3D Object tracking of dancers

nanashi · November 17, 2025, 9:09am

Hi, I’m looking for some general information about how well I would be able to track one particular dancer in a group of 5 dancers. Their outfits would be similar and there would be frequent occlusions of the target by other dancers.

The setup would be an Orin NX or a Jetson Nano with either a zed mini or a zed 2i. Ideally the smaller the better.

Would the 3d object tracking be able to maintain a robust track in this situation?

Myzhar · November 17, 2025, 1:17pm

Hi @nanashi
Welcome to the Stereolabs community.

What I can say is that it’s almost impossible to do what you described using a single camera.
More than one camera is recommended to improve the detection under occlusions.
Furthermore, the Jetson Nano is surely not recommended because not powerful enough to run precise skeleton tracking models in real-time.
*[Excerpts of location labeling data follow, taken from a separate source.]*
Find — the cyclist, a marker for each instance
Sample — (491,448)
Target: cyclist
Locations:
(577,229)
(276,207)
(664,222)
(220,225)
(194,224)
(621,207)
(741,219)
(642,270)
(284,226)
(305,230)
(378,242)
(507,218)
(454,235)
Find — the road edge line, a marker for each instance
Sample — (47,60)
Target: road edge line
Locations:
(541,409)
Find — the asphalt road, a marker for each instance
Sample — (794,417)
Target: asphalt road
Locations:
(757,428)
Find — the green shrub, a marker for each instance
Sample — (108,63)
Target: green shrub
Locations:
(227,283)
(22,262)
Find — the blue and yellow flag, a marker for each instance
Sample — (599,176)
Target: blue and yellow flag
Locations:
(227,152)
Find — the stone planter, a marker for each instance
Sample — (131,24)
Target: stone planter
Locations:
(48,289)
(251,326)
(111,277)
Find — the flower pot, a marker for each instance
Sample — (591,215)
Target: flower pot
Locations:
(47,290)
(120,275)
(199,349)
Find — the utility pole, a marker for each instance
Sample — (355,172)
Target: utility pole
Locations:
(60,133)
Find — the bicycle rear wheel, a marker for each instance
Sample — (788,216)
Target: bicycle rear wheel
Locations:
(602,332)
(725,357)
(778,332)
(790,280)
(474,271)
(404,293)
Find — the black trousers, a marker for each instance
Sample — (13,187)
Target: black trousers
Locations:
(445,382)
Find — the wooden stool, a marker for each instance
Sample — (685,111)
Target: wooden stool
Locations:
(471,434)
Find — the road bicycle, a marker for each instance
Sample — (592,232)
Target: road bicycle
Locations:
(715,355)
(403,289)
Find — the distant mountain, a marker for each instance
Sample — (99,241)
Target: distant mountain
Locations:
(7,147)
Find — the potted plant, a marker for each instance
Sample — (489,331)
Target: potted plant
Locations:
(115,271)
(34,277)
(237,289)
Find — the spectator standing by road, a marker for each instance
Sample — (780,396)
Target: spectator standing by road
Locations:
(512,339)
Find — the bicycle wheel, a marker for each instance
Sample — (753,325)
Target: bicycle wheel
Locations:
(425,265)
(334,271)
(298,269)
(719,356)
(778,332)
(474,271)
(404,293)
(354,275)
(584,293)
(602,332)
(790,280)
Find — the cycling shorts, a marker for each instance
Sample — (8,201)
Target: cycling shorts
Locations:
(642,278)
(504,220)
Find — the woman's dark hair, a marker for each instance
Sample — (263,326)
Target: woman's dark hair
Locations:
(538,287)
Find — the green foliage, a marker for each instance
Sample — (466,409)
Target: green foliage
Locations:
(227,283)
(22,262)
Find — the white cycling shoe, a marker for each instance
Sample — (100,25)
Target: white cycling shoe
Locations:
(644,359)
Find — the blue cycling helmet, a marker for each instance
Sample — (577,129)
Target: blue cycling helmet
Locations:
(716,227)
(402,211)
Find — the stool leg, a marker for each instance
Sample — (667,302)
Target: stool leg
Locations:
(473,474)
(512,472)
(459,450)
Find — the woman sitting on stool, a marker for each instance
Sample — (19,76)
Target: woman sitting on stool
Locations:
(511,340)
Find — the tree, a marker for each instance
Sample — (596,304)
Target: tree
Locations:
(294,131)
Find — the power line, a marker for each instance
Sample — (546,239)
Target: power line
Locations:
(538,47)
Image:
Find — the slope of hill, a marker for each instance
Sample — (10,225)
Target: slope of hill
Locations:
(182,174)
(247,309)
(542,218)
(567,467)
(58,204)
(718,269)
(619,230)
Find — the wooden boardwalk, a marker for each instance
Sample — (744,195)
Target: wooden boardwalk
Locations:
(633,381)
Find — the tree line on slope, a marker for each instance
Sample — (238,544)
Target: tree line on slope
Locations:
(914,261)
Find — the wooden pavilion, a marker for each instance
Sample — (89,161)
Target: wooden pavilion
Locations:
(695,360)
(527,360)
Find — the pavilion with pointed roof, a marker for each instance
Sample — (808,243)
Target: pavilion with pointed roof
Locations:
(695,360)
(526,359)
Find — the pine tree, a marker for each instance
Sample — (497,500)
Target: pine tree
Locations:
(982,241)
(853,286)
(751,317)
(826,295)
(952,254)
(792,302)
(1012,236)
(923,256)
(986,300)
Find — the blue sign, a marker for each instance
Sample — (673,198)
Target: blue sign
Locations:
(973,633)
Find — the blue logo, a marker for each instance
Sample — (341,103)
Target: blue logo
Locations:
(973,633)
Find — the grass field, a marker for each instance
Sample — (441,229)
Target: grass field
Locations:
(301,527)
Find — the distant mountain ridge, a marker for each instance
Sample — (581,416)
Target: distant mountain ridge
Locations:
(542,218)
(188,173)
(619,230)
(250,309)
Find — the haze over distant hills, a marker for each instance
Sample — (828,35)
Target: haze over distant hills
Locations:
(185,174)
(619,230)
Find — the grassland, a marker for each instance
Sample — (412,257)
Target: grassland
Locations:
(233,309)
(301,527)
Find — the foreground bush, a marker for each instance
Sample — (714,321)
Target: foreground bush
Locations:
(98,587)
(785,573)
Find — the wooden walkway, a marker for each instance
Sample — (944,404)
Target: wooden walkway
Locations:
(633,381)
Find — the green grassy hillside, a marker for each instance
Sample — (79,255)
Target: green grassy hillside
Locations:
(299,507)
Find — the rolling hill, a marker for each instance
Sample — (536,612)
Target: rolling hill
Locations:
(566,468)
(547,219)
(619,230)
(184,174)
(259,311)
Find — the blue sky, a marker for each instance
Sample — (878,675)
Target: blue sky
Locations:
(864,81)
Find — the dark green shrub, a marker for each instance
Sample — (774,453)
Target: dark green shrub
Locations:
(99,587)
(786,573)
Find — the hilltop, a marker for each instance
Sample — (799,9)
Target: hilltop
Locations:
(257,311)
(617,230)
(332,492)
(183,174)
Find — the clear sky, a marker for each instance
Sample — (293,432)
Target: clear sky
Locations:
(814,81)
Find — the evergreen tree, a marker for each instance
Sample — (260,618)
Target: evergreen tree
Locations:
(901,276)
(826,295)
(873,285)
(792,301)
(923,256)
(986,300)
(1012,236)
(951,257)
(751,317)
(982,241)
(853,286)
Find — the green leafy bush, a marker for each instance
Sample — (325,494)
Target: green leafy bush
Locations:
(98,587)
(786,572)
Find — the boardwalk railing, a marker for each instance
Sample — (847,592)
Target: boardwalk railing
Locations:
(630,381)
I recommend you consider a multi-camera approach using Orin NX for local skeleton tracking and a central server PC to fuse all the information together.

Read more here:

nanashi · November 18, 2025, 3:52am

Thanks for the response and sorry but I meant Jetson Orin Nano Super not the old regular jetson nano. Would that be powerful enough for the tracking you are referring to? Currently I have:

1x Orin NX

1x Orin Nano super

1x zed 2i

1x zed mini

My goal is to keep a regular non-stereo camera on a moving platform oriented towards the selected dancer. I could have one of the cameras fixed to something high up near or over the dance area and pointed downward.
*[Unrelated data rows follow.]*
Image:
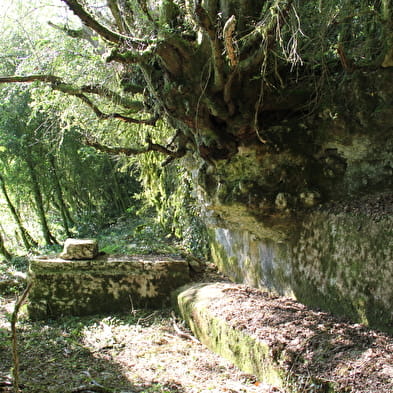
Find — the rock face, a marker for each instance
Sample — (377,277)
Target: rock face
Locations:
(80,249)
(312,217)
(101,285)
(338,261)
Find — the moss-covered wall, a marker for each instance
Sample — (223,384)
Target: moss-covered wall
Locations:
(338,261)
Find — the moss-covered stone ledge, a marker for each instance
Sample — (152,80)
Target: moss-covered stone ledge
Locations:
(339,259)
(286,344)
(101,285)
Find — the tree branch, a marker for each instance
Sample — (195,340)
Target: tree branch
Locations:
(104,32)
(228,31)
(206,24)
(127,151)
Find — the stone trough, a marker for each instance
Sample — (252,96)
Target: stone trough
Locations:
(101,284)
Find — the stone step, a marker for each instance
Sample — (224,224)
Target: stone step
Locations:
(284,343)
(107,284)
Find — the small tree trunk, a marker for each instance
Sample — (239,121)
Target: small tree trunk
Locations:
(28,241)
(65,215)
(49,238)
(387,16)
(7,255)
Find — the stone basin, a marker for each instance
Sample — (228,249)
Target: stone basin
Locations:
(106,284)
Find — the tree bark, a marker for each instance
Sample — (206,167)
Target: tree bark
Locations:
(3,250)
(49,238)
(65,214)
(28,241)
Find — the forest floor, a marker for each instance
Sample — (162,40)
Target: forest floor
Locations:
(149,351)
(142,351)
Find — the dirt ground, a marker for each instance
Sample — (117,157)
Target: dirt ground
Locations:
(152,352)
(142,351)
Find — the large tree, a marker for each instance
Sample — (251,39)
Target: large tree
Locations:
(251,89)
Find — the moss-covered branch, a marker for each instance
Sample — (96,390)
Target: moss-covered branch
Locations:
(127,151)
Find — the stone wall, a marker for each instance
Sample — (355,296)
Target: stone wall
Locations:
(338,261)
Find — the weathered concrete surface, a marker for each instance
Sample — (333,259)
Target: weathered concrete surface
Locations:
(105,284)
(80,249)
(338,261)
(286,344)
(249,354)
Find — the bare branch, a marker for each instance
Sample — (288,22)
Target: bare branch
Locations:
(113,6)
(83,33)
(58,84)
(101,115)
(30,78)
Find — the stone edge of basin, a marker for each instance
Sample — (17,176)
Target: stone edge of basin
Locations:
(251,354)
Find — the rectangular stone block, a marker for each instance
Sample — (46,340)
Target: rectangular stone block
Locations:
(106,284)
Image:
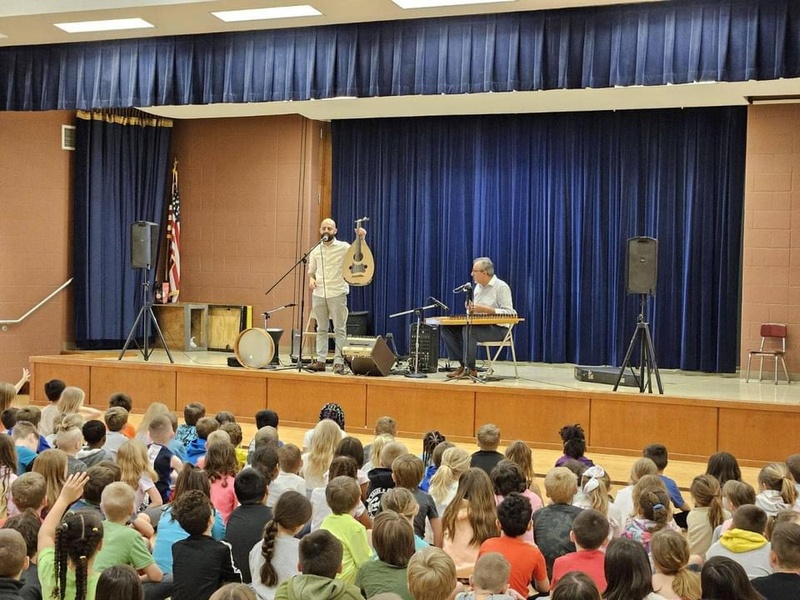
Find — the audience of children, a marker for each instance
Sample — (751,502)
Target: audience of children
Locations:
(568,539)
(274,559)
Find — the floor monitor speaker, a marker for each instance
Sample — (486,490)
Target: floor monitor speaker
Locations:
(642,265)
(144,244)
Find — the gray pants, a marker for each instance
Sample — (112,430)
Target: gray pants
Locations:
(330,309)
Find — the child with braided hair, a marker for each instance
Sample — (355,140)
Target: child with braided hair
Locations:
(68,545)
(274,559)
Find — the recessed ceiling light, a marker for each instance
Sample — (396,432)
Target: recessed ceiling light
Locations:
(408,4)
(109,25)
(258,14)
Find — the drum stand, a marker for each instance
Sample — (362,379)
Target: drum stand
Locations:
(145,317)
(415,374)
(647,356)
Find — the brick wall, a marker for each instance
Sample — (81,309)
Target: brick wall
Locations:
(771,258)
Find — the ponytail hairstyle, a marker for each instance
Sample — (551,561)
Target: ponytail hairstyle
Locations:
(593,486)
(52,465)
(455,461)
(133,463)
(78,538)
(429,442)
(474,492)
(706,493)
(221,461)
(670,552)
(655,506)
(738,493)
(776,476)
(574,438)
(292,510)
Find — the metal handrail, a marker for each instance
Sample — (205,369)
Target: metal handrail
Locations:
(5,322)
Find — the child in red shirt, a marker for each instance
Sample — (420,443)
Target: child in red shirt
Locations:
(589,533)
(526,560)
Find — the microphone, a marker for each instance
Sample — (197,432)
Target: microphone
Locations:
(441,305)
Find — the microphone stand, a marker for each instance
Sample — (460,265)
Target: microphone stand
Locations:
(417,311)
(466,337)
(304,260)
(267,315)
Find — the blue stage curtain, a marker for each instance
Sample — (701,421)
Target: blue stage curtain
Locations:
(552,199)
(651,43)
(121,166)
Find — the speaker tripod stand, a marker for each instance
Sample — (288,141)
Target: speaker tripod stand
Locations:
(647,354)
(145,318)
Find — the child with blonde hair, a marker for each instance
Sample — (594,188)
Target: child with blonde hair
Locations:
(221,467)
(593,493)
(8,472)
(624,498)
(52,465)
(776,489)
(653,511)
(707,514)
(317,460)
(734,494)
(71,402)
(469,520)
(402,501)
(672,579)
(520,453)
(136,471)
(374,460)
It them seems like it would probably require the mobile camera attached to the platform locating itself via SLAM in a unified coordinate space with the fixed camera. Fusion sounds like it would be able to accomplish this, but do you see anything that could be problematic for it in this scenario? Anything perhaps like drifting coordinate space synchronization over time as an example.

Would a higher up angle affect human detection and tracking?
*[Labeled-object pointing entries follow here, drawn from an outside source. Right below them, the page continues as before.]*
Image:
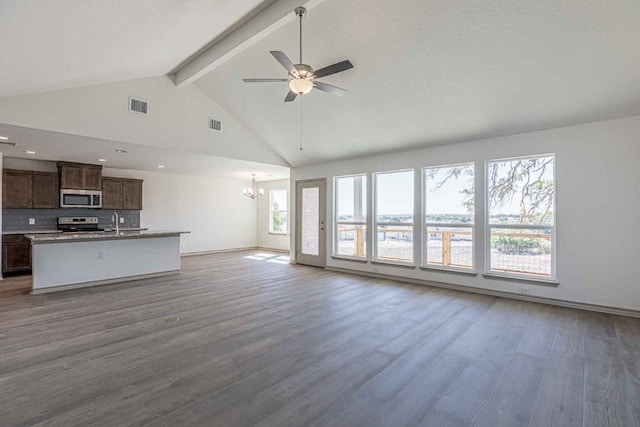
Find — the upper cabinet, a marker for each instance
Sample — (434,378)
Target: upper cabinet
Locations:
(17,187)
(45,192)
(76,176)
(29,189)
(121,193)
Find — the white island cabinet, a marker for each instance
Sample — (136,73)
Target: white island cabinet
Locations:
(70,260)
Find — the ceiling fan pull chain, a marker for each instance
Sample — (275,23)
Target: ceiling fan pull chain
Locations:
(300,123)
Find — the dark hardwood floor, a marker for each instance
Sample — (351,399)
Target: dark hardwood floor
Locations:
(246,339)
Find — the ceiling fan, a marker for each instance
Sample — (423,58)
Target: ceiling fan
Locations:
(302,78)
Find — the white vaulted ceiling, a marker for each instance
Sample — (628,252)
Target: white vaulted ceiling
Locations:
(49,45)
(427,72)
(439,71)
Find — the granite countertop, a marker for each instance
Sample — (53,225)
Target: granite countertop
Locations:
(31,232)
(54,231)
(37,238)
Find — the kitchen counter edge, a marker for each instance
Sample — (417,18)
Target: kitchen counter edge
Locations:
(88,237)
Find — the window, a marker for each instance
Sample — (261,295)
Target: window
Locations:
(394,216)
(278,223)
(351,216)
(521,216)
(449,216)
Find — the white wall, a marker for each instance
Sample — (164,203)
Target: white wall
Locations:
(266,239)
(213,209)
(598,237)
(1,161)
(177,120)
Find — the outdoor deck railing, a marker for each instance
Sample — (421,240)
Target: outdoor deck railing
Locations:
(508,257)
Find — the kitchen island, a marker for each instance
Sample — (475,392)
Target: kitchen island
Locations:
(74,260)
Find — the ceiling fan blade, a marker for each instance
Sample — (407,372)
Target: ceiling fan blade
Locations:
(284,61)
(338,67)
(290,96)
(264,80)
(334,90)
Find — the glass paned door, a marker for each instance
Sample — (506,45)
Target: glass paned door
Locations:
(310,222)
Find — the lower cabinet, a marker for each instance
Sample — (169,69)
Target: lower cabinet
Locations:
(16,253)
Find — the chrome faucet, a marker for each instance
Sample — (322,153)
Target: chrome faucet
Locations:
(116,218)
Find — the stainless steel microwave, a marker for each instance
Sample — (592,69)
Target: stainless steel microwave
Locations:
(80,199)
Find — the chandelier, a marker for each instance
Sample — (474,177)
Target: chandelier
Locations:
(253,192)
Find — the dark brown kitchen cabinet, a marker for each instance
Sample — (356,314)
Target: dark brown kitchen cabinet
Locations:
(16,253)
(111,193)
(76,176)
(17,187)
(132,194)
(121,193)
(45,193)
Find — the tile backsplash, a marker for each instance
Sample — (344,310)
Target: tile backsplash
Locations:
(47,219)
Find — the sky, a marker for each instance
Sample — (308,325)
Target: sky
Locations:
(395,193)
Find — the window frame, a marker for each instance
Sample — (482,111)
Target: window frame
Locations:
(425,224)
(552,278)
(375,223)
(337,222)
(271,212)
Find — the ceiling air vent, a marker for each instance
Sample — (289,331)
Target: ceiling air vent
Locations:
(215,124)
(138,106)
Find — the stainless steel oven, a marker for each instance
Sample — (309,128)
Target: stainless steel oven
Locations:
(80,199)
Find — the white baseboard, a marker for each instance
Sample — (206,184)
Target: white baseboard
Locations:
(542,300)
(219,251)
(103,282)
(222,251)
(281,251)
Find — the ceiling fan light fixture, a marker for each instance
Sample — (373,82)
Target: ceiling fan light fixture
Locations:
(301,86)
A higher angle would show more head and shoulders and less lower body, but also have much less occlusion. Skeleton tracking is not necessary, only position is needed. What would the ideal angle the fixed camera should be?

Should the mobile camera also contribute to detection and tracking or solely do SLAM to properly locate itself and just reorient the platform to target coordinates provided by the fixed camera’s tracking?

Thank you!

Myzhar · November 18, 2025, 1:50pm

You can use it to perform single-camera Skeleton Tracking locally and send the result to the fusion server.

Simultaneously, each camera can be used to perform Positional Tracking.

Please note that there’s no processing onboard the cameras; the host device performs detection and localization using the cameras’ stream.